What about bail outs? When it comes to American, The New York Times reports: “American Airlines has not yet asked for a bailout — at least not in so many words. Yet after a recent meeting with airline leadership, Larry Kudlow, the director of the National Economic Council, said that ‘certain sectors of the economy, airlines coming to mind’ might require assistance. Treasury Secretary Steven Mnuchin said Wednesday that the airlines, including American, would be ‘on the top of the list’ for federal loan relief.”
The Australian government finds itself in a similar position, with its two dominant national carriers providing crucial infrastructure for the rest of the economy. They also know that competition is a vital part of any market, and that the two airlines keep each other on their toes, providing Australian domestic travellers with two respective premium (and budget, in the form of Jetstar and Tigerair) options.
On that note: The Federal Government announced a $715 million support package for the aviation sector last week, waiving many fees and charges for airlines during the current downturn.
How this will be divvied up has proved controversial.
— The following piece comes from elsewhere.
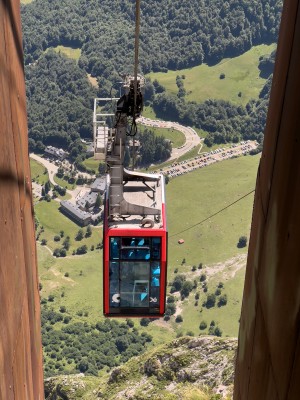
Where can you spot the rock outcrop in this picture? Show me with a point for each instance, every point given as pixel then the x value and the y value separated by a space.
pixel 202 367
According to the ABC, Qantas CEO Alan Joyce told Qantas staff during a conference call they should lobby their local MPs to ensure any Commonwealth support to the airline industry was offered “across the board”, and not just to one company alone.
“It followed comments on Sky News where he said the Federal Government could not pick ‘winners and losers’ when it came to propping up airlines, and governments should not be in the business of supporting companies that had been ‘badly managed'”, (ABC).
According to the ABC, Virgin Australia boss Paul Scurrah described these comments as “very disappointing” in an email to staff.
“I am in daily discussions with Government to ensure we get the support we need to get through this and have been advocating on behalf of Virgin Australia Group and the industry as a whole,” Mr Scurrah wrote.
“I have today written a letter to Rod Sims, chairman of the ACCC, to investigate public commentary and an industry-wide campaign that is designed to ensure a lessening of competition in the aviation sector.”